# Expats in Reem Village, Abu Dhabi



## Aquariu5

I have recently moved to the tiny cubicles in Reem Village, located on Reem Island in Abu Dhabi. Are there any expats living there?


----------



## Ahithophel

How tiny are these apartments and how much is the costs involved? Been considering Reem for my soon-to-be-announced move myself. How long does it take you to get to downtown AD?

Thanks buddy


----------



## Jumeirah Jim

Reem is 10 mins max from downtown AD by car/taxi since another bridge opened about 3 months ago.


----------



## dzey

Reem village is not 'apartments' - it's ex-workers compound with cheap small studios. 

And Reem island is basically over the bridge from downtown so it's literally minutes (aed 8-10 in a taxi)


----------



## busybee2

dzey said:


> Reem village is not 'apartments' - it's ex-workers compound with cheap small studios.
> 
> And Reem island is basically over the bridge from downtown so it's literally minutes (aed 8-10 in a taxi)

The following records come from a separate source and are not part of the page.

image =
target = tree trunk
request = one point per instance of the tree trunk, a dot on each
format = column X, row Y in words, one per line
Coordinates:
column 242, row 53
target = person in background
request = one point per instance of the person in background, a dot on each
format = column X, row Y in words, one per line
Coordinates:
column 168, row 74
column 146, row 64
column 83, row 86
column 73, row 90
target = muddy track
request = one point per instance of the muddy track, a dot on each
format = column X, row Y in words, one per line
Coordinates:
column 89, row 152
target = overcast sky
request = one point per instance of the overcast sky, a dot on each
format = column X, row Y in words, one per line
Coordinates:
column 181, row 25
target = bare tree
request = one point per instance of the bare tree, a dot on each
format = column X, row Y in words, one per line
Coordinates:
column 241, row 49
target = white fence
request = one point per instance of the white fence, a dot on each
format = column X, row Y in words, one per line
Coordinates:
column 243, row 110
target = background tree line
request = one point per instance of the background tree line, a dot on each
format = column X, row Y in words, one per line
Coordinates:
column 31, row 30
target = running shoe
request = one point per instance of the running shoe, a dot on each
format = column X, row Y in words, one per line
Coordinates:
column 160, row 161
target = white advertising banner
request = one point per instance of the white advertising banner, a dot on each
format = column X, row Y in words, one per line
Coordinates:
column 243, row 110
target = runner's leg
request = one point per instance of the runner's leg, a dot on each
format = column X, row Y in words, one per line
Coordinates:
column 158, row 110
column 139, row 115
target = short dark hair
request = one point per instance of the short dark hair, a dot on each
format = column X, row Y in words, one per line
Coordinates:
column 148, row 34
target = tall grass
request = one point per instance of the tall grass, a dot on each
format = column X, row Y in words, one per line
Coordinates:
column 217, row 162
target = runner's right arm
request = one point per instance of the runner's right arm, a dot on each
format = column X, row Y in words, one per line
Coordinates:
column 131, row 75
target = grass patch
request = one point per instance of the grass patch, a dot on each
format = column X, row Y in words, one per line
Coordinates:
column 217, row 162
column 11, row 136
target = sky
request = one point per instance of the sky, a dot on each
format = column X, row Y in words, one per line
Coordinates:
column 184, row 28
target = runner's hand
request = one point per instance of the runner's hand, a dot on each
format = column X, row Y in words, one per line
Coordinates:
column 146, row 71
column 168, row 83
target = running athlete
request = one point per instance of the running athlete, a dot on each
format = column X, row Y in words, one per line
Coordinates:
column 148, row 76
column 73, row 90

hmmmm is that legal under the tawtheeq? if its labour accommodation if done out right they can be fine.


----------



## dzey

it's fully legal etc - I just say that origins of that place is workers compound, so don't expect nice tower with facilities like in ie Marina Square or Sky/Sun.. it's low raise (2-3 floors?) with small space (30m2?) and some bunk beds in some units.. key driver was low price as it was acceptable quality for someone single and not spending much time at home - but now these units are mostly gone


----------



## rsinner

I didnt know these existed till about a few weeks back. Expats do live there


----------



## Ahithophel

Thanks Guys,

any tips or pointers on ideal locations to live in AD? Single here with a budget of max 100k dirhams. Preferably 1-2 bedrooms. Moving mid January

Office located downtown. Thanks in advance


----------



## rsinner

Reem Island. You should get a 1 bed in that budget. There are a number of buildings - search on dubizzle.com (a lot of pics are just stock photos).
In any case, come down and then decide. I hope the employer would put you up at a place for the first few weeks


----------



## Hrayr

guys 
can anyone tell me how to rent one of those cubicles? 
where are they located? and what is the exact name of the place


----------



## rsinner

Hrayr said:


> guys
> can anyone tell me how to rent one of those cubicles?
> where are they located? and what is the exact name of the place


http://goo.gl/uDWJoP
Reem Village.

Not sure who to contact etc. Maybe worth a visit and asking the security people about it.


----------



## Lais07

Hrayr said:


> guys
> can anyone tell me how to rent one of those cubicles?
> where are they located? and what is the exact name of the place


There are some real estate offices that you can ask, I myself got my unit through one of them.


----------



## Youssef Gz

*In Reem Village*

Hey!
I just moved to Reem Village...it's a quite place with all you need around: Mini mart, Laundry, Gym...the studios are small but they're clean with a good standing. 
I am in 1171! 



Aquariu5 said:


> I have recently moved to the tiny cubicles in Reem Village, located on Reem Island in Abu Dhabi. Are there any expats living there?


----------



## frenchie587

Can anyone give me any advice on Tala Towers in Al Reem?


----------



## Expat24

Youssef Gz said:


> Hey!
> I just moved to Reem Village...it's a quite place with all you need around: Mini mart, Laundry, Gym...the studios are small but they're clean with a good standing.
> I am in 1171!


Hi,
I am planning to move to tiny studios in Al Reem Village. How safe is the place for females and what type of crowd one can expect? How is the taxi availability there? Also, what about supermarket and other essential facilities?
Thanks!


----------



## rsinner

Fairly safe for females. Met someone who lives there.
Other than that, no idea. Taxis may not be easy to get esp. at peak times - you would need to order over the phone.


----------



## tawana 85

*Reem village*

Hie im looking for accomodation in Reem Village or the workers compound where there are the small studios suitable for one person how much am i roughly looking at per month and whats the procedure for end of April 2020 ?


----------